La sveglia di Draghi ai leader europei
L'intervento di Draghi è caduto nel bel mezzo dell'ondata di panico che ha sconvolto le cancellerie europee, a causa dell'aperta ostilità manifestata da Trump nei confronti dell'Ue e del capovolgimento da lui impresso alla linea di Biden verso l'Ucraina e la Russia, arrivando anche a minacciare l'uscita dalla Nato. In questo contesto di crisi profonda per la tenuta dell'Unione, aggravata dalle diverse reazioni dei suoi leader verso il dittatore fascioimperialista, tra cui la neofascista Meloni, e dall'instabilità politica di Francia e Germania, col suo ruvido intervento Draghi si è comportato ed è apparso perciò come lo statista di caratura sovranazionale in grado di suonare la sveglia agli altri confusi e balbettanti leader europei, richiamandoli energicamente ad agire come un “unico Stato”.
E ciò non solo per difendere l'Ue dagli assalti a cui è sottoposta e prepararsi da subito a badare da sé alla propria sicurezza, col rischio sennò di finire come il classico vaso di coccio tra vasi di ferro, ma anche per scongiurare il declino a cui sta andando inesorabilmente incontro, perché la sua statura politica corrisponde sempre meno alla ricchezza della sua economia complessiva e al primato mondiale del suo mercato.

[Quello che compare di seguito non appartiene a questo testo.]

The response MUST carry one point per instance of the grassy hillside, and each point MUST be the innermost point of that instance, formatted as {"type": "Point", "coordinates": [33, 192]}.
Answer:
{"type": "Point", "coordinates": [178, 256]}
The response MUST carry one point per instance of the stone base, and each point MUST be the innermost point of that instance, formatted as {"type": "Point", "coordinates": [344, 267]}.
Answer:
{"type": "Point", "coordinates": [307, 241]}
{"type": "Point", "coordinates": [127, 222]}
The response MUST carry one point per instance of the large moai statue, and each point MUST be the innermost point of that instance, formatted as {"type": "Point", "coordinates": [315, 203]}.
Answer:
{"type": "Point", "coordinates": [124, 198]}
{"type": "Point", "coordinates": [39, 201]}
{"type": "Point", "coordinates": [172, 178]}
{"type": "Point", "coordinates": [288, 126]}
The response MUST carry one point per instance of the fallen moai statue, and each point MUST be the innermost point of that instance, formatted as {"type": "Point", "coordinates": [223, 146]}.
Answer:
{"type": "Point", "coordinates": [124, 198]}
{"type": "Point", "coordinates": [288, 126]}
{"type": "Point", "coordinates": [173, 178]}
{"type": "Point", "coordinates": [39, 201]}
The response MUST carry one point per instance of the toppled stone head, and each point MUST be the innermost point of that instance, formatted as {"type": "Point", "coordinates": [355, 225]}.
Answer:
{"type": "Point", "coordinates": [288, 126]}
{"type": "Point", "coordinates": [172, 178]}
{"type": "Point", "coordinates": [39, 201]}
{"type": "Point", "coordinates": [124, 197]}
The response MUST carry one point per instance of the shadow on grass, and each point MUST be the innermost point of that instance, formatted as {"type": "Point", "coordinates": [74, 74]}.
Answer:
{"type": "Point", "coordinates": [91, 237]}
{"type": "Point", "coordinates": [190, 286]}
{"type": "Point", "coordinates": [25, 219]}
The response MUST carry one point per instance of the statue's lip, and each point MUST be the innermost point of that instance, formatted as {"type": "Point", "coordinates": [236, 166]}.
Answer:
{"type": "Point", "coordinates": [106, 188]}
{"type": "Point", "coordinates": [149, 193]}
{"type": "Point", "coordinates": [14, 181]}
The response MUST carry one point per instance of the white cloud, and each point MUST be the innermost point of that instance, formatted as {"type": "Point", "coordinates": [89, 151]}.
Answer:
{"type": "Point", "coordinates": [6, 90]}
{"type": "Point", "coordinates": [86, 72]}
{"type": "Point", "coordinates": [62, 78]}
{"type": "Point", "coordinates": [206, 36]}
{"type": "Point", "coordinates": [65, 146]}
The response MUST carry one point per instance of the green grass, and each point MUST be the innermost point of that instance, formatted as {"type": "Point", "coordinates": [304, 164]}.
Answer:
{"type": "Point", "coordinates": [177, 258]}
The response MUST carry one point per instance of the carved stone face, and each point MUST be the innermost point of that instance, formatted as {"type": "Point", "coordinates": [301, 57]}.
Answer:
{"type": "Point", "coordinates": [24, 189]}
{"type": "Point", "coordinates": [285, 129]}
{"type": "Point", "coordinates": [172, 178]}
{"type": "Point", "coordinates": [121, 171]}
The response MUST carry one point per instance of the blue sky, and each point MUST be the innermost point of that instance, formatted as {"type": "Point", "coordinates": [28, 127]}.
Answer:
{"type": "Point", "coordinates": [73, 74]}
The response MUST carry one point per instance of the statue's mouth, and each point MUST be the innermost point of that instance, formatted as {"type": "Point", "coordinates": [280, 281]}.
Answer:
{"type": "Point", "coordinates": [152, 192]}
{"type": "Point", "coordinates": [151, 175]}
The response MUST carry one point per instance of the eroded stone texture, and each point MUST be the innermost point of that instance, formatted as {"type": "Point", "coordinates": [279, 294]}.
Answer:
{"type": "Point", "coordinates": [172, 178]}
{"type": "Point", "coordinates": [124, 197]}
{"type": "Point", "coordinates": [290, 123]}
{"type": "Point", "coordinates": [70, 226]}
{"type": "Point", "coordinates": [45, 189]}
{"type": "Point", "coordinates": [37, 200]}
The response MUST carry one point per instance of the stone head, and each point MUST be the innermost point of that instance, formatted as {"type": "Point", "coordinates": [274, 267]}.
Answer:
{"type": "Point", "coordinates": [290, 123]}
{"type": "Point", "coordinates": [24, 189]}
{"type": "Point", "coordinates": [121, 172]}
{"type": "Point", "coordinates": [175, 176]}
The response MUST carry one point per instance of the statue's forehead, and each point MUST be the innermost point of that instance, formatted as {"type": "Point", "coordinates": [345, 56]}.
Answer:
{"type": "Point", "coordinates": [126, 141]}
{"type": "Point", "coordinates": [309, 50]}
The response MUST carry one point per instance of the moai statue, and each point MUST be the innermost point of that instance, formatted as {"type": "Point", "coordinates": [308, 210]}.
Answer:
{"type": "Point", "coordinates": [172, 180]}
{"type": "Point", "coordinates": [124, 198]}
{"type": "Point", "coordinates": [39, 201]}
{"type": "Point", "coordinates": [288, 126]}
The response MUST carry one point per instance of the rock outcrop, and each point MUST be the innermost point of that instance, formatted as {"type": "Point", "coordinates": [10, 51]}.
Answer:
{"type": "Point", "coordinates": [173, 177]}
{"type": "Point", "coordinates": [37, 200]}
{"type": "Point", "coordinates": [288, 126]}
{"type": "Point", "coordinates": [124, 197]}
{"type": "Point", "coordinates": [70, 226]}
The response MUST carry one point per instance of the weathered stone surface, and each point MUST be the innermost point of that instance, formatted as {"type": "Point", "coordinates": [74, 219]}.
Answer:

Draghi detta perciò la linea alle smarrite istituzioni europee per rilanciare con urgenza e decisione l'Ue, non solo sul piano economico, ma anche su quelli politico, militare e internazionale, affinché diventi davvero quella superpotenza imperialista, in grado di competere alla pari con Usa e Cina, che le élite economiche e finanziarie europee, di cui egli si conferma essere il leader politico di fatto, ambiscono a costruire fin dalla sua fondazione. Se poi la sua sveglia basterà a scuoterle dal loro smarrimento e ricompattarle per far fronte a tale sfida in questo momento critico, è ancora tutto da dimostrare.